Several cell surface and cytoplasmic markers specific for the megakaryocyte-platelet lineage have been described. However, as yet, none of these has been shown to be expressed on cells earlier than the committed megakaryocyte progenitor, CFU-Meg. The present study was aimed at determining whether platelet lineage antigens could be detected on human pluripotential stem cells. Rabbit antiserum against human platelets (APS) was extensively absorbed with erythrocytes and either platelets, neutrophils, monocytes, or cells of the monocytic cell line U937. The anti-stem cell antibodies in each absorbed antiserum were determined using a complement-dependent cytotoxic assay for the pluripotential stem cell CFU-mix. Platelets alone removed anti-stem cell antibodies from APS. Absorption of APS with platelets from a patient with Glanzmann's thrombasthenia failed to remove the anti-stem cell activity, providing evidence for involvement of the platelet glycoprotein IIb/IIIa complex. Antiserum against purified glycoprotein IIb and against glycoprotein IIIa also recognized stem cells, resulting in reduced formation of mixed colonies. Absorption of these antisera with normal platelets removed the anti-stem cell activity, indicating that both IIb and IIIa are represented on stem cells. Hence, cell surface antigens specific for the stem cell-megakaryocyte-platelet pathway are expressed on the platelet glycoprotein IIb/IIIa complex.

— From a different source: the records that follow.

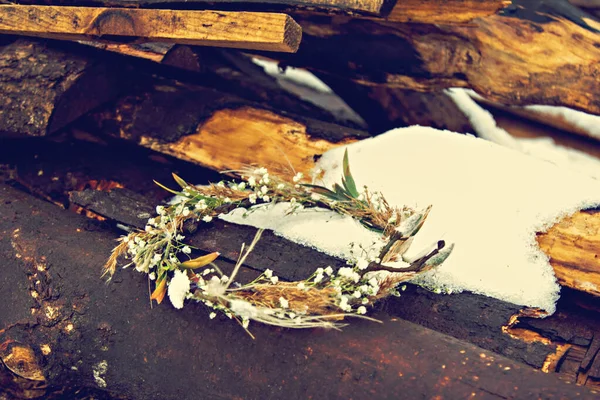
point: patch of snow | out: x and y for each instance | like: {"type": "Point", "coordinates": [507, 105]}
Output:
{"type": "Point", "coordinates": [545, 148]}
{"type": "Point", "coordinates": [297, 75]}
{"type": "Point", "coordinates": [488, 200]}
{"type": "Point", "coordinates": [588, 122]}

已经描述了几种对巨核细胞 - 血小板谱系具有特异性的细胞表面和细胞质标志物。然而,迄今为止,这些标志物均未显示在比定向巨核细胞祖细胞CFU - Meg更早的细胞上表达。本研究旨在确定是否能在人类多能干细胞上检测到血小板谱系抗原。用红细胞以及血小板、中性粒细胞、单核细胞或单核细胞系U937的细胞对兔抗人血小板抗血清(APS)进行广泛吸收。使用针对多能干细胞CFU - mix的补体依赖性细胞毒性试验来确定每种吸收抗血清中的抗干细胞抗体。仅血小板就能从APS中去除抗干细胞抗体。用患有血小板无力症患者的血小板吸收APS未能去除抗干细胞活性,这为血小板糖蛋白IIb/IIIa复合物的参与提供了证据。针对纯化的糖蛋白IIb和糖蛋白IIIa的抗血清也识别干细胞,导致混合集落形成减少。用正常血小板吸收这些抗血清可去除抗干细胞活性,表明干细胞上同时存在IIb和IIIa。因此,干细胞 - 巨核细胞 - 血小板途径特异性的细胞表面抗原在血小板糖蛋白IIb/IIIa复合物上表达。